I began to dye my hair late sometime last year. I’ve had white hairs for a decade now but it began to bother me when two frosty streaks began to frame my face – making me appear far older than I am. The last time I dyed my hair was in October and I had quite forgotten about it. So last week, when I passed by a mirror, I did a double take. I was surprised at how black and shiny my hair looked. I was feeling pretty pleased when I remembered that it was coloured to an inch of its life. Sighing, I went about my business.
I became highly aware of the fact that there was no real change there. Just a superficial coating of fabricated reality that looked convincing enough to fool even me. I could draw a clear parallel to that incident and what I tend to do in my spiritual life. The thought wouldn’t leave me alone and I was burdened over it the past weeks.
Dear Lord, as your word rightly states, I cannot turn even one hair white or black (Matthew 5:36). All my efforts for change is superficial at best. Every hair that grows out my scalp retains the colour that it is originally. So how foolish I am to think that I can change my thoughts, my habits, and my ways all on my own. Many times, I am good at pretending that I am over these destructive patterns and habits that do not honour you. I do such a good job of putting on a show that others think I am far more holy than I actually am. In many areas, I have played such a role for so long that I fool myself into believing that I am indeed delivered and need no redemption there.
But you, O Lord, know all my ways. None of them are hidden from you. You alone can bring a thorough transformation in me. At your word, water will turn to wine. You alone can bring a change so radical that the former man will be unrecognisable by the latter. Change me, Lord. The real trouble isn’t my circumstances, my spouse, my sibling, my children or my friends. I’m the one who stands in need of prayer.

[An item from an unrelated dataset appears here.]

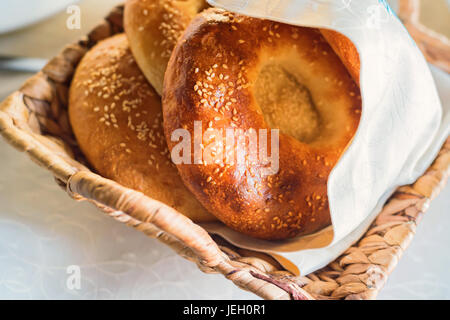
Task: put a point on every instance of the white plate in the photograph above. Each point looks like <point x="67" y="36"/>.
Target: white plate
<point x="15" y="14"/>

Create in me a pure heart, O God, and renew a steadfast spirit within me. Do not cast me from your presence or take your Holy Spirit from me. Restore to me the joy of your salvation and grant me a willing spirit, to sustain me. Search me, God, and know my heart; test me and know my anxious thoughts. See if there is any offensive way in me, and lead me in the way everlasting. (Psalm 51, Psalm 139).
I look up to you for deliverance, my Lord. Apart from you, there is no hope for real change in my life. Apart from you, there is no salvation. You are the author of my faith. Let me not be so myopic to assume that I can either sustain or finish what You have started in my life. With You, I will go from glory to glory. In Jesus’s name, Amen.